Although Ride Concepts claims its new Vice flat-pedal shoe was developed with its dirt jump, slopestyle and BMX athletes in mind, it has features I’ve tested loads of times on mountain bike shoes in the past, so I thought I’d see how it stacks up.
The Vice is built around the company’s Fuzion sole, which features something called sloped-angle inverse hexagons, that vary in diameter from 9mm at the toe and heel to 7mm at the pedal contact area. In other words this is a waffle sole with different size indents to allow it to engage with the pedal pins and also help when walking. To further help grip, the sole uses Ride Concept’s in-house DST 6.0 rubber and features a D3O High Impact insole to absorb shock and a TPU toe bumper to resist rock strikes. A fully-gusseted tongue stops dirt getting in and the upper is a tough suede, which is also perforated for breathability.
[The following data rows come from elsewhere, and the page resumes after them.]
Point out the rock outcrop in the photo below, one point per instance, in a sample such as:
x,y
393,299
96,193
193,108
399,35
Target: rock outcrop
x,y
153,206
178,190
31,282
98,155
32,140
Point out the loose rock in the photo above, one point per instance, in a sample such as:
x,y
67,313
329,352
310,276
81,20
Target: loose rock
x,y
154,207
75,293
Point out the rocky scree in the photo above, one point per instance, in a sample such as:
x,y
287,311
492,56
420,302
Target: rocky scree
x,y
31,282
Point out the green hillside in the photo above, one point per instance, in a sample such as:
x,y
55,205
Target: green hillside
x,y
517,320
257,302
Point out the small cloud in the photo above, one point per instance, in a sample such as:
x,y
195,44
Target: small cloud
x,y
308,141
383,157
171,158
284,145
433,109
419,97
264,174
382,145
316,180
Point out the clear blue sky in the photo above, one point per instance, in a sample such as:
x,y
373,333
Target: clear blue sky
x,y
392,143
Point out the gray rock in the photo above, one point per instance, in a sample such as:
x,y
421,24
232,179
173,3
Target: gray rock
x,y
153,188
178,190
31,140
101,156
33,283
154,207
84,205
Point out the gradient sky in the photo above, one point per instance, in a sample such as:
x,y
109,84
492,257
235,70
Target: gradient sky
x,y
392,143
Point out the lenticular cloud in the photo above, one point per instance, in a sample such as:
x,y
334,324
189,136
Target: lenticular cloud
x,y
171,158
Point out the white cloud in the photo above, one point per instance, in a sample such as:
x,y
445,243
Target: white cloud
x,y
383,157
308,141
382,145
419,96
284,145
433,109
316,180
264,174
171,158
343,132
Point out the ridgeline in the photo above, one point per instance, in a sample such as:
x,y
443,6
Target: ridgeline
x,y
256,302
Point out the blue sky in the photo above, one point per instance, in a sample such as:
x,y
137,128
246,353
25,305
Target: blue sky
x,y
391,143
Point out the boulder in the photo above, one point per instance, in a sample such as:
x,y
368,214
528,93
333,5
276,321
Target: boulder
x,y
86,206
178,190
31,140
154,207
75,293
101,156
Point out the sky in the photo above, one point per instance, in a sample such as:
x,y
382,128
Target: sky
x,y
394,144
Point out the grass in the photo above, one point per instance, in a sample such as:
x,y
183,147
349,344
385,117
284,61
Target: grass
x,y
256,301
The construction and features are pretty standard, and visually the Vice isn’t that far removed from a Five Ten Freerider – it’s even similar in price. The key difference is the DST 6.0 rubber isn’t as tacky as the Five Ten Stealth compound and, while this is something we criticise constantly when comparing shoes to Five Ten, in this case I’m wondering whether the rubber is harder because BMX/Slopestyle riders prefer that? I’ve heard companies claim a harder sole lets you reposition your feet more easily when you’ve taken them off to do a trick. I’m not a slopestyle rider, but I’ve never had an issue with repositioning my feet, even in the softest shoes.
Some manufacturers also claim riders don’t want a sole that’s soft because it wears out too quickly, which is sort of true, but few seem to actually have built a test shoe to verify this theory. Like most things, some products are based on conjecture, rather than what performs well in the real world. Personally, I think if you’re riding flats in whatever discipline you just want the most grip possible.
So where does this leave the Vice? It’s a well-built, comfortable shoe with casual styling that looks good on and off the bike. It might be perfect for BMX/Slopestyle, but if you intend to use this for trail riding, the grip isn’t as good as the equivalently-priced Five Ten Freerider.